Sorry We*r*ner, ich wollte deinen Namen nicht verunstalten - leider findet man im Nachhinein doch noch immer einen Schreibfehler - gibt's hier eigentlich keine Funktion zum Bearbeiten bereits geposteter Beiträge (kenne das von anderen Foren, hab's hier aber nicht finden können - vielleicht hab ich ja auch nur Seerosen auf den Augen)???


----------



## Cat Balloon (3. Juli 2013)

*AW: Überwintern tropischer Seerosen*



Elfriede schrieb:


> ... Mit lieben Grüßen aus Griechenland
> Elfriede



Ach Elfriede, wäre mein kleiner Friereteich doch auch in Griechenland, dann bräuchte ich mir keine Gedanken mehr über Heizkabel und Nachtabdeckung machen 

Deine Seerosen sind zu beneiden 
(... und du natürlich auch - hier regnet's schon wieder bei 17,8° C und 21,8° Wassertemperatur im abgedeckten Teich)

LG - Michl


----------



## Knoblauchkröte (3. Juli 2013)

*AW: Überwintern tropischer Seerosen*

Hi Michl,

unten unter jedem Beitrag ist doch eine Schaltfläche mit Bleistiftsymbol und dem Zusatz editieren zu sehen

MfG Frank


----------



## Christine (3. Juli 2013)

*AW: Überwintern tropischer Seerosen*

 für normale User aber nur eine gewisse Zeit - ich vergesse immer, wie lange - irgend etwas zwischen 10 und 30 Minuten


----------



## Cat Balloon (3. Juli 2013)

*AW: Überwintern tropischer Seerosen*

...aha - muss ich mal drauf achten. Thanks!


----------



## Cat Balloon (5. Juli 2013)

*AW: Überwintern tropischer Seerosen*

Huhu, ist da noch jemand?

Ist das wohl ein gut gehütetes Geheimnis, wie man __ tropische Seerosen erfolgreich überwintert?
Oder ist das so einfach, dass es schon wieder zu banal für dieses Forum ist???
*Ich bin halt noch ein ziemliches Seerosen-Greenhorn und weiß es einfach nicht .* 
Bilden sich die Tuber vielleicht ganz von selbst im eingepflanzten Zustand, wenn die Tage kürzer und kälter werden, so dass man sie irgendwann (wann?) nur noch einsammeln muss?
Die weitere Vorgehensweise mit den Knollen (Desinfektionsbad - feuchter Sand - Zippbeutel/Tupperdose-Kühlschrank/Wäscheschrank/Keller) ist mir soweit klar.
Und im Frühjahr würde ich sie in einer Wasserkiste mit AQ-Heizung ans Fenster stellen - recht so? Frage mich allerdings noch, ob einfach so auf den nackten Boden legen oder in Substrat stecken... 
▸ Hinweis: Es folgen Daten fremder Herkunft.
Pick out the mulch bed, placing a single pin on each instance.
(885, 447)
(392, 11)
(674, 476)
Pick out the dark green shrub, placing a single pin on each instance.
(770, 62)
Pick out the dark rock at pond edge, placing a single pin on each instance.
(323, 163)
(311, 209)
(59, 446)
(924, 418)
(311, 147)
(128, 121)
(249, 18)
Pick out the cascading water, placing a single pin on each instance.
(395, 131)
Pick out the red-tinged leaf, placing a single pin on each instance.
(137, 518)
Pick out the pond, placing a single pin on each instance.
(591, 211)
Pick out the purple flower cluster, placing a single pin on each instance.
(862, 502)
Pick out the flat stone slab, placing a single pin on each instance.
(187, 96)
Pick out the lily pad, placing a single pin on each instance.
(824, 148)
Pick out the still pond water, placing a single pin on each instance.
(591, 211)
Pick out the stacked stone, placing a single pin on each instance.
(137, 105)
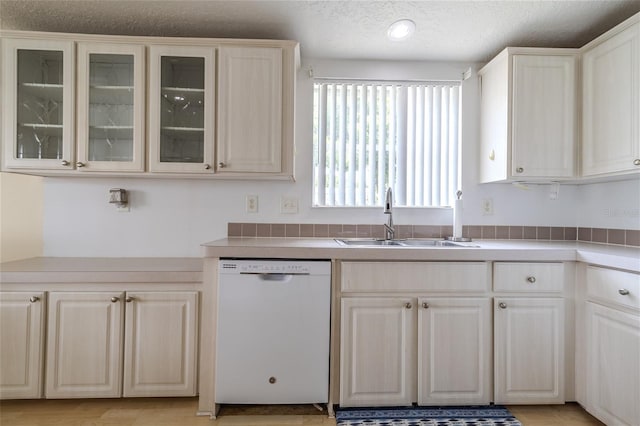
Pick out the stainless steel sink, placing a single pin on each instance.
(373, 242)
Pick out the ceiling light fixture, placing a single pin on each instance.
(401, 29)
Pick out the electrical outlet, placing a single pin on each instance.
(289, 205)
(487, 206)
(251, 204)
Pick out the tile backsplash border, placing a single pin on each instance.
(624, 237)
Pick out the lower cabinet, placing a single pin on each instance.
(377, 355)
(454, 351)
(380, 354)
(112, 344)
(612, 345)
(21, 344)
(528, 350)
(399, 345)
(161, 344)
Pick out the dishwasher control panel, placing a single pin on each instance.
(284, 267)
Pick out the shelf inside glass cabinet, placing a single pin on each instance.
(51, 92)
(122, 95)
(44, 129)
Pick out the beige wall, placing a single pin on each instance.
(21, 213)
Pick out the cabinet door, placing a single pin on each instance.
(84, 345)
(454, 351)
(613, 373)
(250, 110)
(38, 103)
(377, 352)
(21, 344)
(111, 119)
(611, 110)
(529, 351)
(160, 344)
(543, 116)
(181, 109)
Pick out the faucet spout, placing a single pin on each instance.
(390, 232)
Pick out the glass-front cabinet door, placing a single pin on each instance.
(38, 104)
(111, 119)
(181, 110)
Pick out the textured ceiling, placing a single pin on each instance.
(446, 30)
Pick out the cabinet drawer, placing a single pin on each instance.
(528, 277)
(467, 277)
(611, 286)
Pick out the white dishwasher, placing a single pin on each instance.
(272, 341)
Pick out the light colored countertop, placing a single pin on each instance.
(102, 270)
(189, 270)
(489, 250)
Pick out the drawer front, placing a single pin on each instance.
(528, 277)
(611, 286)
(466, 277)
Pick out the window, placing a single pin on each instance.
(369, 135)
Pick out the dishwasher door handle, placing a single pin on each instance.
(273, 276)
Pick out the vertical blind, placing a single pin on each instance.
(372, 135)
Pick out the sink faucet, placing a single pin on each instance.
(389, 232)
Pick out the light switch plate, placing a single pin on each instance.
(289, 205)
(251, 204)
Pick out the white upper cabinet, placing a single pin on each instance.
(181, 109)
(611, 98)
(250, 110)
(111, 117)
(37, 104)
(217, 108)
(529, 115)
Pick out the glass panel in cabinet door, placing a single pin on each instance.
(182, 110)
(111, 107)
(39, 104)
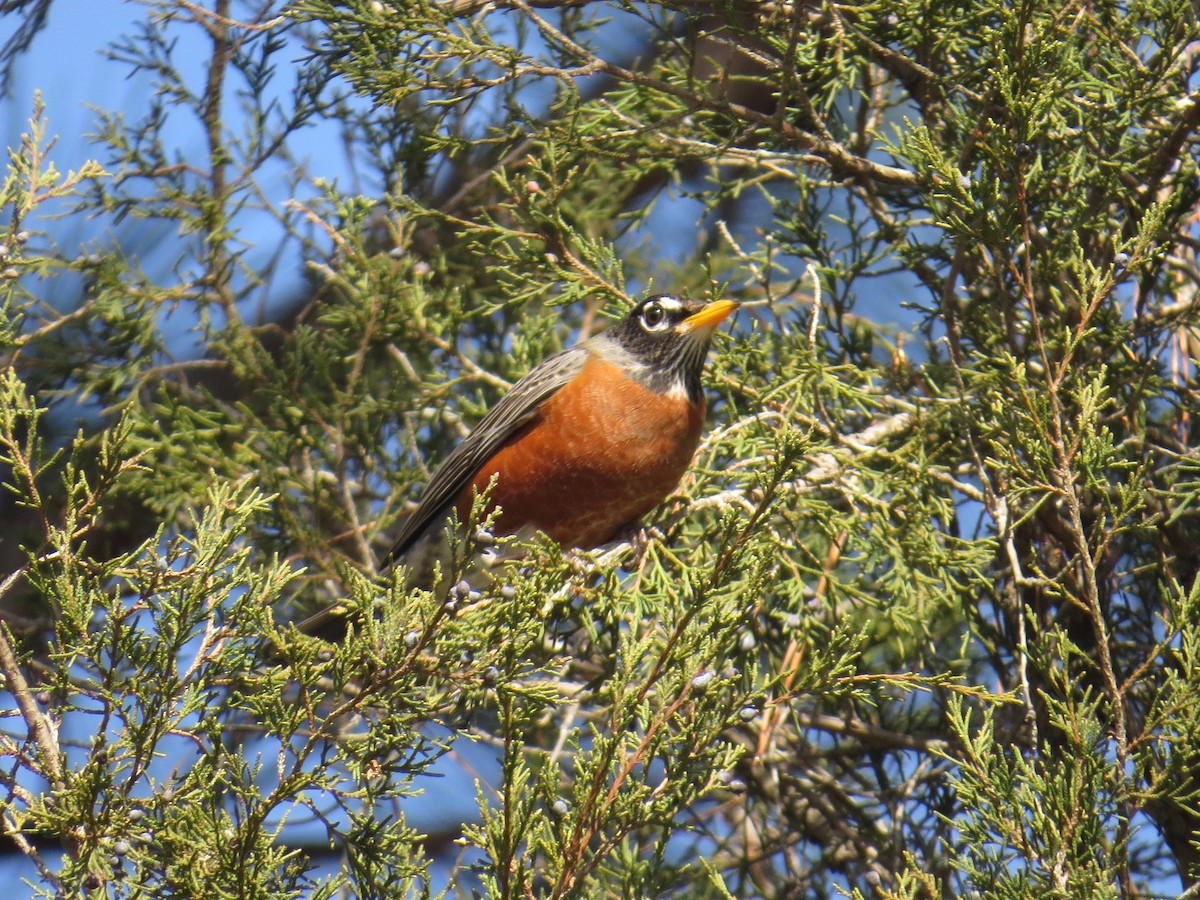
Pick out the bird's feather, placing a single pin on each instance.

_Also nochmals ein aufrichtiges Bittebitte an die "alten Hasen": gebt mir ein paar Tipps aus eurem Erfahrungsschatz!!! 
_

Grüße an alle - und vorab schonmal VIELEN DANK !!!

Michl


----------



## MarkusP (5. Juli 2013)

*AW: Überwintern tropischer Seerosen*

Hallo Michl,

Werner hat ja im Prinzip schon alles geschrieben. Um die Seerose zur Knollenbildung zu brinden ist es am einfachsten, wenn man sie aus dem Substrat nimmt und so im Wasser schwimmen lässt oder auch den Wasserstand soweit absenkt, dass sie nur noch "nasse Füße" hat, auch so bildet sich eine Knolle, die dann gegen Ende Oktober, wenn sie ausgereift ist, eingelagert werden kann.

Ich habe aber eine __ Director George T. Moore schon im Topf eingepflanzt im Gewächshausbecken überwintert, das nur etwas über 10°C Wassertemperatur hatte, da beheizt wird, damit die Fische (Makropoden) darin überwintern können. Die Pflanze zieht hier ein und treibt im März/April wieder neue Blätter.

Sicherer ist aber die von Werner beschriebene Methode.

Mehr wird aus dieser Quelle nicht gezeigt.